Trump’s rejection of presidential-level security regularly has the Secret Service in conniptions but the idea is to keep the place open for members, and their guests, and access always within at least a theoretical reach.

Trump’s generous with his nods, smiles, light-hearted asides and photo ops – aware of what they mean for Mar-a-Lago’s business and also for his members and their business connections.

He’s selling influence, or purported influence, and it’s a red-hot commodity. So much so, in fact, that rackets have been sprung up with Chinese spielers flogging $20,000 travel packages overseas on the pretext of meeting the great orange at a Mar-a-Lago gala or conference. They charge in the order of $60K for pictures with the Don.

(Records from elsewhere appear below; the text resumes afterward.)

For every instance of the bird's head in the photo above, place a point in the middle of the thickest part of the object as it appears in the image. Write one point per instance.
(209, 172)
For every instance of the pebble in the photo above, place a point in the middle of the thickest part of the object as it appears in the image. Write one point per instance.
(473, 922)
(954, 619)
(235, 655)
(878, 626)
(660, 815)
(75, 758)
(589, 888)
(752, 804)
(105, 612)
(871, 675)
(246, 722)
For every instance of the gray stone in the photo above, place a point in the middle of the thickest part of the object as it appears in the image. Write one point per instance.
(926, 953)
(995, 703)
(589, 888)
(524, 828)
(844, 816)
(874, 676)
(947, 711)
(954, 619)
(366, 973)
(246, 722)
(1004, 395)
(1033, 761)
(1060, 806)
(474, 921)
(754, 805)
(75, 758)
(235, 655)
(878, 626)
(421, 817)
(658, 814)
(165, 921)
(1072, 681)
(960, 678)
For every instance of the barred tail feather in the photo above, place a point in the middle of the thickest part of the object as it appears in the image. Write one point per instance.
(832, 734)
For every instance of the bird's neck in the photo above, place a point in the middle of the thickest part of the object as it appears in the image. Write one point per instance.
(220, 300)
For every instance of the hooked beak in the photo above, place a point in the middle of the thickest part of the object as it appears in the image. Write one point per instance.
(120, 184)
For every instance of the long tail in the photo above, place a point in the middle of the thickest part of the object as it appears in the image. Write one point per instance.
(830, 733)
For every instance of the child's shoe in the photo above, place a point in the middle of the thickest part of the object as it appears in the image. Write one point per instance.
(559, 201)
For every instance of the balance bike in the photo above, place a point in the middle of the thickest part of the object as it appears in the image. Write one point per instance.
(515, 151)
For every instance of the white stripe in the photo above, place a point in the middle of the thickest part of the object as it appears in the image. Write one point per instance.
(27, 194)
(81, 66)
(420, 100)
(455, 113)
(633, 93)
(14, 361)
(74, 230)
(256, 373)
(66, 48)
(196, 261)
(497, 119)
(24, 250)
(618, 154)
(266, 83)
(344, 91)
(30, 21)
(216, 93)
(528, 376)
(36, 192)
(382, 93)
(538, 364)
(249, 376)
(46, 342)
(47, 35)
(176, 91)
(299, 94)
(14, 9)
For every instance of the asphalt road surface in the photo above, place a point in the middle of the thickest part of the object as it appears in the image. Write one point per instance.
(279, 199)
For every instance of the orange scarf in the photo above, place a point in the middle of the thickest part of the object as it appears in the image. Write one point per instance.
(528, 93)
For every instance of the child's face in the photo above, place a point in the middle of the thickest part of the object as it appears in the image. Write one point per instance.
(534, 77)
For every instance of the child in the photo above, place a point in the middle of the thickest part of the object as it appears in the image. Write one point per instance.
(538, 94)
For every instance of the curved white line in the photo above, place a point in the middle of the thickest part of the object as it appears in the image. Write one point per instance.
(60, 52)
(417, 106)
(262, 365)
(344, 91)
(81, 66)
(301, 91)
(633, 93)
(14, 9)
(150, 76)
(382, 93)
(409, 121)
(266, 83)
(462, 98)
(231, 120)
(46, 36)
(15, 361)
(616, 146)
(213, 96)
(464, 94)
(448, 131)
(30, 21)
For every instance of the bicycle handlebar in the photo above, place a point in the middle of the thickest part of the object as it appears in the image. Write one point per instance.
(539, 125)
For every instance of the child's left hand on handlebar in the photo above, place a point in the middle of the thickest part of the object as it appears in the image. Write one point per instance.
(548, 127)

Lobbyists and business networkers have arranged meetings and links through Mar-a-Lago. Trump himself brings overseas leaders to Mar-a-Lago ahead of the White House – China’s Xi Jinping and Japan’s Shinzo Abe, for instance – then sends the taxpayer the bill. Nice little earner, that one.

Fall on the wrong side of Trump’s Mar-a-Lago mates, however, and you can find yourself out of work. Like Veteran Affairs secretary David Shulkin, elevated to his post after meeting Trump and Marvel boss Ike Perlmutter and a Palm Beach doctor, Bruce Moskowitz – then demoted just as smartly when he didn’t play ball as they dictated.

So the White House has effectively been moved south. Political advice comes as much from the barflies at Mar-a-Lago as public servants. Buy a membership, if you can, and you can find yourself in the POTUS club.

It’s all about jobs for the boys, with the best obsequious or cashed-up courtiers whispering in the king’s ear – and receiving a solid hearing. Trump doesn’t read, remember, so it’s really all about what he wants to hear.

Oh yeah, this is a bloke who thinks his head belongs with the Mount Rushmore collection. He must have rocks in it.